Hot water is cooled inside the radiator. There are a lot of tiny tubes made of thin metal sheet inside the radiator core. These tubes are designed to pass water effortlessly. Water is passed from top of the radiator to the bottom. While the engine is running, a fan fitted right behind the radiator sucks cold air from the environment, allowing the air to pass alongside these tiny tubes in the radiator, resulting in cooling down the water inside the tubes.
Radiator cap is a special design. It is a combination of a vacuum valve, pressure valve, filler, cap seat and an overflow pipe to the bleeding hose. When the under pressure seal is in place, the pressure inside the radiator core increases as the water warms up. When the pressure goes beyond a threshold, the water pushes the under pressure seal, and it overflows through the bleed hose and gets collected in the expansion tank. When system cools down, the pressure inside the system goes down again, and the water collected in the expansion tank is goes back into the system through a pipe at the bottom of the expansion tank.
Radiator core is, as explained above, a packed structure of tubes and thin metal sheet elements to enhance the cooling process. The thin sheet structures directs the air into and around the thin tubes which contains the water. There are many types of design followed by different manufacturers. The front grill of the car is also designed in such a way that the air effortlessly passes through the radiator core. It is very important that when cars are customised, the air flow is affected just to the minimum. Try to avoid equipments like extra fog lamps, or blow horns, or guard rails being fitted directly in front of the grill, so as the airflow is obstructed. Generally, the core gets clogged by small sediments and particles in the coolant over time. This results in less cooling efficiency, because the water flow is obstructed. It is suggested to do a radiator core reverse flushing every 25000 kilometres. Reverse flushing is a simple process, where you extract the radiator core, and pump water and air in the reverse direction, ie through the bottom outlet to the upper outlet. This will displace deposits, and it gets out of the core through the upper vent along with the water and air. Another common issue is radiator core leak. This is often not repairable, and core replacement may be the only way.

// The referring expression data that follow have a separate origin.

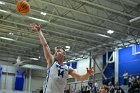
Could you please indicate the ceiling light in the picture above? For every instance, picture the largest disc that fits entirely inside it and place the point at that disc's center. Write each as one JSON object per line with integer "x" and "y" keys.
{"x": 10, "y": 33}
{"x": 65, "y": 62}
{"x": 37, "y": 19}
{"x": 34, "y": 67}
{"x": 103, "y": 35}
{"x": 5, "y": 38}
{"x": 43, "y": 13}
{"x": 134, "y": 19}
{"x": 2, "y": 3}
{"x": 34, "y": 58}
{"x": 68, "y": 47}
{"x": 3, "y": 11}
{"x": 110, "y": 31}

The expansion tank is a plastic container which collects excess water from the system through the overflow bleeding hose. This tank is generally an unpressurised one, and the water collected here gets a lot of time to get cooled.
In modern cars, the radiator core might not have a pressure cap. Rather the expansion tank will be a part of the system and it will be pressurised. So, you have to be careful while opening the expansion tank cap in modern cars. Read your cars maintenance manual thoroughly before proceeding.
Expansion tank also may get deposits collected at the bottom. It is a good idea to flush it as well, when you can visibly see the tank being not very clean. Also make sure the coolant level is always as marked on the expansion tank. This is important to bring balance to the cooling system. Some mechanics fills the expansion tank with plain water instead of coolant. This completely incorrect, as the coolant in the system gets mixed with water and brings down the boiling point of the coolant. Always use correct grade coolant in your cars cooling system.